The taRantula package uses a robust, R6-based configuration system for both scraping-jobs as well as Jobs based on Google Custom Search. This ensures that parameters are validated before scraping begins, reducing the risk of runtime errors in long-running parallel jobs.

The Configuration Hierarchy

The params_manager class follows a specific priority when loading settings:

  1. Defaults: Hardcoded values defined in the package.
  2. YAML File: Values loaded from an external file (overrides defaults).
  3. Manual Overrides: Values passed directly in R (overrides everything).

Using the Configuration for a scraping job

The scraper configuration initialized using function paramsScraper() manages settings for Selenium, robots.txt, and directory paths.

Initializing

You can initialize with defaults or override specific values immediately.

library(taRantula)

# Basic initialization
cfg <- paramsScraper(project = "census_scrape")

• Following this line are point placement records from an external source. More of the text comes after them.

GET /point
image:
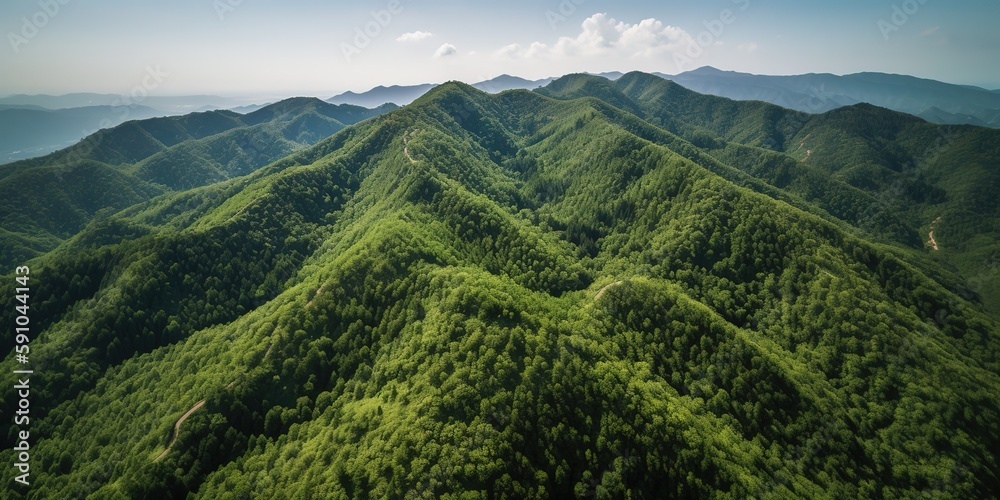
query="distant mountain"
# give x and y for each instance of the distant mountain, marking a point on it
(47, 199)
(599, 289)
(168, 105)
(938, 115)
(406, 94)
(396, 94)
(816, 93)
(28, 130)
(507, 82)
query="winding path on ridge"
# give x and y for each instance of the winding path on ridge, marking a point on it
(933, 241)
(177, 428)
(406, 148)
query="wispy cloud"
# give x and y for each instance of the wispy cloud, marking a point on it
(414, 36)
(604, 35)
(446, 50)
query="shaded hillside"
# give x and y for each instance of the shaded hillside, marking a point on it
(512, 296)
(55, 196)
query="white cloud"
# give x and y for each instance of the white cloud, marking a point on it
(930, 31)
(414, 36)
(602, 35)
(446, 50)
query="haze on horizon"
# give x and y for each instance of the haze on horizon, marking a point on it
(261, 47)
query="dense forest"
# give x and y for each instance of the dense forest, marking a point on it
(598, 290)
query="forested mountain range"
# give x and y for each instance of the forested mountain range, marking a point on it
(48, 199)
(27, 131)
(597, 289)
(815, 93)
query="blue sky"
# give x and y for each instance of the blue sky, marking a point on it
(316, 47)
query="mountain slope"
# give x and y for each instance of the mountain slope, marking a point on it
(138, 160)
(817, 93)
(509, 295)
(32, 131)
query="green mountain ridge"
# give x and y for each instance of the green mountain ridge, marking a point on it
(600, 289)
(141, 159)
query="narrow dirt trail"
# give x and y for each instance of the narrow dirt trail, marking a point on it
(177, 428)
(933, 241)
(406, 148)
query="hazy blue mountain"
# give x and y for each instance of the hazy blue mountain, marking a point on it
(168, 105)
(406, 94)
(507, 82)
(28, 130)
(398, 94)
(816, 93)
(48, 199)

# Advanced initialization with nested Selenium settings
cfg <- paramsScraper(
  project = "census_scrape",
  selenium = list(host = "192.168.1.xx", workers = 5)
)

Getting and Setting Values

The class supports a convenient $-syntax and character vector syntax for nested paths.

# Accessing nested values
cfg$get("selenium$host")
cfg$get(c("selenium", "port"))

# Updating values (automatically triggers validation)
cfg$set("selenium$port", 4445)
cfg$set("robots$check", FALSE)

The Google Search configuration which can be initialized with function paramsGoogleSearch is more streamlined, focusing on API limits and result attributes.

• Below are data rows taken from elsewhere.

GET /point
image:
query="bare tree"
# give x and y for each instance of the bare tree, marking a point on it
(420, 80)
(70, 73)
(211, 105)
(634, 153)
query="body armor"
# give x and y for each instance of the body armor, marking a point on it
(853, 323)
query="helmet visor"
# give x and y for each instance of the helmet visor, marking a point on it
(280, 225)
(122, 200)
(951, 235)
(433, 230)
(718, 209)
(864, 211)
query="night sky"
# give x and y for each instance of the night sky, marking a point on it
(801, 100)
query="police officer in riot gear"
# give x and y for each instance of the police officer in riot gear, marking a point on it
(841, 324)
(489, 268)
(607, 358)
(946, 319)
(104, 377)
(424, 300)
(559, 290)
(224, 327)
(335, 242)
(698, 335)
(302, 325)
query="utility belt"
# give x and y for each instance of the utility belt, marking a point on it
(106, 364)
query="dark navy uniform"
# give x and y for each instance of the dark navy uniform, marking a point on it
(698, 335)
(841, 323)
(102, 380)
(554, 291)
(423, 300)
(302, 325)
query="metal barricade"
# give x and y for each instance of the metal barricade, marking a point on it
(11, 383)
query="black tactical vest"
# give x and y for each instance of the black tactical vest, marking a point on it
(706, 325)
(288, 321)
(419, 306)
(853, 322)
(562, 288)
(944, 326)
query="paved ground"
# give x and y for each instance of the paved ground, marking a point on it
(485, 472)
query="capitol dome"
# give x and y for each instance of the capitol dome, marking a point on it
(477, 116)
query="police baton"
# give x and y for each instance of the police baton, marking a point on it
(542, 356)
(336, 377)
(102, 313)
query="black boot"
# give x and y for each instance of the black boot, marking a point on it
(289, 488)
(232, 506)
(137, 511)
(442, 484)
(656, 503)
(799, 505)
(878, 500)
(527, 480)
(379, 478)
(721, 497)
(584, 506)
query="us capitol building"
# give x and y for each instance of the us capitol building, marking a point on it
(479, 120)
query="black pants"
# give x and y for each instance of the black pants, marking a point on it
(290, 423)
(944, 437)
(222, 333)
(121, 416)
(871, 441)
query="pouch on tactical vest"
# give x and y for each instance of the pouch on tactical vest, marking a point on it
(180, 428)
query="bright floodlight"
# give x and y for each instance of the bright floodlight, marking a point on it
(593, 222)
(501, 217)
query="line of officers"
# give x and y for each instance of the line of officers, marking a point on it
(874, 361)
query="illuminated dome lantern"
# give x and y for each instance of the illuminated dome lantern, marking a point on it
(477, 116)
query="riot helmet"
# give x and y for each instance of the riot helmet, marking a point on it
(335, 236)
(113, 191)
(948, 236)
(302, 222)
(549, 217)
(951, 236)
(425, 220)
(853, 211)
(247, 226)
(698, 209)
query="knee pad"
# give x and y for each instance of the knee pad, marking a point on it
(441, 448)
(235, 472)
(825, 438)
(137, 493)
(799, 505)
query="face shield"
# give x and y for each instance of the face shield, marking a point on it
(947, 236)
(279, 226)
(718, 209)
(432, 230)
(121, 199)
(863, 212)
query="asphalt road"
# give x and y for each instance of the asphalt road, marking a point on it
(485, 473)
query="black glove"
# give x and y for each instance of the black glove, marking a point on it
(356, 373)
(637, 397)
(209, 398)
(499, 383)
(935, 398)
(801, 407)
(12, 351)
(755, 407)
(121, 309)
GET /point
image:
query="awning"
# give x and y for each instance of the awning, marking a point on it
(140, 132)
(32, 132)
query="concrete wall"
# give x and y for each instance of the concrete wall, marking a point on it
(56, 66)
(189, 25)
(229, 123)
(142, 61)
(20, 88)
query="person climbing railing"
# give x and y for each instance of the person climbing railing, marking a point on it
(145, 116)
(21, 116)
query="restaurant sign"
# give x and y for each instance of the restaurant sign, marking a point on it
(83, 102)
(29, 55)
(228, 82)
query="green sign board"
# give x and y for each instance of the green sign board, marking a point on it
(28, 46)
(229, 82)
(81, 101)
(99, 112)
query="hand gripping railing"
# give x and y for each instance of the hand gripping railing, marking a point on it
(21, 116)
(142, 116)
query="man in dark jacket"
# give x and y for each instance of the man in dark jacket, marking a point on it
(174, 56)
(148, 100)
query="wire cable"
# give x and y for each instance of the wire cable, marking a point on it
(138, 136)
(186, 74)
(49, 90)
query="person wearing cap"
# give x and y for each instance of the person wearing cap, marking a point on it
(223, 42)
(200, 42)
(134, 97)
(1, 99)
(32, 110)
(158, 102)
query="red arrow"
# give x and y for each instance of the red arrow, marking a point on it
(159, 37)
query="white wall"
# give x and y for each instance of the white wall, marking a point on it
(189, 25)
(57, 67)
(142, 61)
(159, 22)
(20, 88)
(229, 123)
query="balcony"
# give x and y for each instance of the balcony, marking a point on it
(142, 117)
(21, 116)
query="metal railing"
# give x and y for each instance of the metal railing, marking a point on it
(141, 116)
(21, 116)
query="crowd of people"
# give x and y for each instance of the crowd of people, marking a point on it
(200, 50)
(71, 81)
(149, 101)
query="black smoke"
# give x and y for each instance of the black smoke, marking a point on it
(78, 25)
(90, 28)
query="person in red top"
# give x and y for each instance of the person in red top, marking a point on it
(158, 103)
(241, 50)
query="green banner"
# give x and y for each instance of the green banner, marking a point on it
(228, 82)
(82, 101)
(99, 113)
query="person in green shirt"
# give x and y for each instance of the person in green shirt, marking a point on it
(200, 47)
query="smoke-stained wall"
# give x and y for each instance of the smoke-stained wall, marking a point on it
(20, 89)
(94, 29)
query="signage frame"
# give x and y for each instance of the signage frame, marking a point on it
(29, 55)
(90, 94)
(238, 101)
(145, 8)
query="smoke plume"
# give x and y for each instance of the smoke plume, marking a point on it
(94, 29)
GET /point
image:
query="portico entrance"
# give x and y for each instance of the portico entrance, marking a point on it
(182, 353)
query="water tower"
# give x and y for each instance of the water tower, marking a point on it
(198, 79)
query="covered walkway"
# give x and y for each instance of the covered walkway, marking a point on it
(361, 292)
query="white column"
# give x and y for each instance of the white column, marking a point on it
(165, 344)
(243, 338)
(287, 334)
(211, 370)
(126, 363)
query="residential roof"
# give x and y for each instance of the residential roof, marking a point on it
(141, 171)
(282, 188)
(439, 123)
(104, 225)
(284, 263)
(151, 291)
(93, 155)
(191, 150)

# Set up a Google Search task
gcfg <- paramsGoogleSearch(
  path = "~/google_results",
  max_queries = 500,
  scrape_attributes = c("link", "snippet") # Only keep specific fields
)

# Current state
gcfg$show_config()

Portability: Exporting and Importing YAML

A key feature for reproducible research is the ability to save your configuration to a file. This allows you to share the exact scraper settings with colleagues or use them in a CI/CD pipeline.

Exporting

# Save your current configuration
cfg$export("my_config.yaml")

# You can also save just the package defaults as a template
cfg$write_defaults("template.yaml")

Importing

# Recreate a scraper state from a YAML file
new_cfg <- paramsScraper(config_file = "my_config.yaml")

Built-in Validation

The params_manager provides strict type and range checking. If you attempt to set an invalid value, the package will throw an informative error immediately.

# This will trigger an error (port must be an integerish number <= 65535)
try(cfg$set("selenium$port", 99999))

# This will trigger an error (scrape_attributes must be one of the allowed fields)
try(gcfg$set("scrape_attributes", "raw_html"))

Summary of Methods

Method Description
$get(key) Retrieves a value (supports nested $).
$set(key, val) Updates a value and validates the top-level key.
$update(list) Merges a named list into the config.
$show_config() Returns the full configuration list.
$export(file) Saves the current state to a YAML file.
$write_defaults(file) Saves the default template to a YAML file.